A former state premier who was once a prominent federal minister quit Germany's Social Democrats after receiving a reprimand over critical remarks that "breached party solidarity."

Wolfgang Clement

Leaving home: Clement steps out of the party he has been with so long

On Tuesday, Nov. 25, Wolfgang Clement ended 38 years of membership in the center-left party that co-governs in Berlin with Chancellor Angela Merkel's conservatives, after calling the rebuke "inappropriate and wrong."

The outspoken former minister, had outraged many within the party by publicly questioning the energy policies of the SPD leader in the state of Hesse, Andrea Ypsilanti, just days before a closely-fought election in January.

Ypsilanti narrowly lost to Merkel's Christian Democrats, leading to criticism that Clement's remarks had cost her victory.

Clement: Move violates right of expression

Clement, who as economics and labor minister under former SPD chancellor Gerhard Schroeder helped pushed through unpopular pro-market reforms, initially offered an apology for the strong emotions his comments had raised, but stood his ground on the issue.
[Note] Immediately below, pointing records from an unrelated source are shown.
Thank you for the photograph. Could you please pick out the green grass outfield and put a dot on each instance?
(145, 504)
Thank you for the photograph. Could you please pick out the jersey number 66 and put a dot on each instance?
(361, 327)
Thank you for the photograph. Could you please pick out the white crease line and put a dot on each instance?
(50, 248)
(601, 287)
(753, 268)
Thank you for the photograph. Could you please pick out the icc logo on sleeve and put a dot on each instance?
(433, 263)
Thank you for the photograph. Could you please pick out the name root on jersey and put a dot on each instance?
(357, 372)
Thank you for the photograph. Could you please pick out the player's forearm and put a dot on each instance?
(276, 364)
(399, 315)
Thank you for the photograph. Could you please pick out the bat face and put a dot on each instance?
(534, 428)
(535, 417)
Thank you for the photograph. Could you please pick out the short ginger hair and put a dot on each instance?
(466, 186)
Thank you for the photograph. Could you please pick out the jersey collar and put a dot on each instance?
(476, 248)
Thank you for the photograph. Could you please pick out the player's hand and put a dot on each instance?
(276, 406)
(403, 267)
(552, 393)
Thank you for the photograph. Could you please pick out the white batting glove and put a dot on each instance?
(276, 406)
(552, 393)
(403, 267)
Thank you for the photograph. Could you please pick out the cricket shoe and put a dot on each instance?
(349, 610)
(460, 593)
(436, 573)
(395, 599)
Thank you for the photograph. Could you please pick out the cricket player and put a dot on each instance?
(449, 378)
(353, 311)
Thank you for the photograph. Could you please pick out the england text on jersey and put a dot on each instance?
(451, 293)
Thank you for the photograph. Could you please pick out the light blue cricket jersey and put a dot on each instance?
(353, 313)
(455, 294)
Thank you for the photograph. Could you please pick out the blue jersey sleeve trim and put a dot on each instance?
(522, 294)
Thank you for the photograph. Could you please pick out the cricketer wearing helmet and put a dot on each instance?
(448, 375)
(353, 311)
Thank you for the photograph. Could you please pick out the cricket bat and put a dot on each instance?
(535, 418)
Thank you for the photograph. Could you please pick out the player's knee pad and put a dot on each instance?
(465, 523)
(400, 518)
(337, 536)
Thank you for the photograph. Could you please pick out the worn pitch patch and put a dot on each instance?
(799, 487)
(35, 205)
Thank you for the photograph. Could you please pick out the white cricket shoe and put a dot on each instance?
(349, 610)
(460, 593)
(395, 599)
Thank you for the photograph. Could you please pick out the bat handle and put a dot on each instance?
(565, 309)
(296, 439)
The SPD in his home state of North Rhine-Westphalia instituted measures to expel him for breaching party solidarity, but the party's mediation committee on Monday issued an admonishment instead.

Clement said in a statement Tuesday that the party's action violated the principle of freedom of expression.

In earlier remarks, the former premier of North Rhine-Westphalia and "super minister" in the Schroeder cabinet in the years 2002 to 2005 said he had not sought to undermine the Hesse SPD.

But he insisted Germany could not renounce nuclear and coal-fired power stations, as called for by Ypsilanti.

Clement left politics when Schroeder lost office at the end of 2005, taking a senior post with power generation company RWE. He is closely associated with Schroeder's Agenda 2010 program, which was never popular with the SPD's left-wing.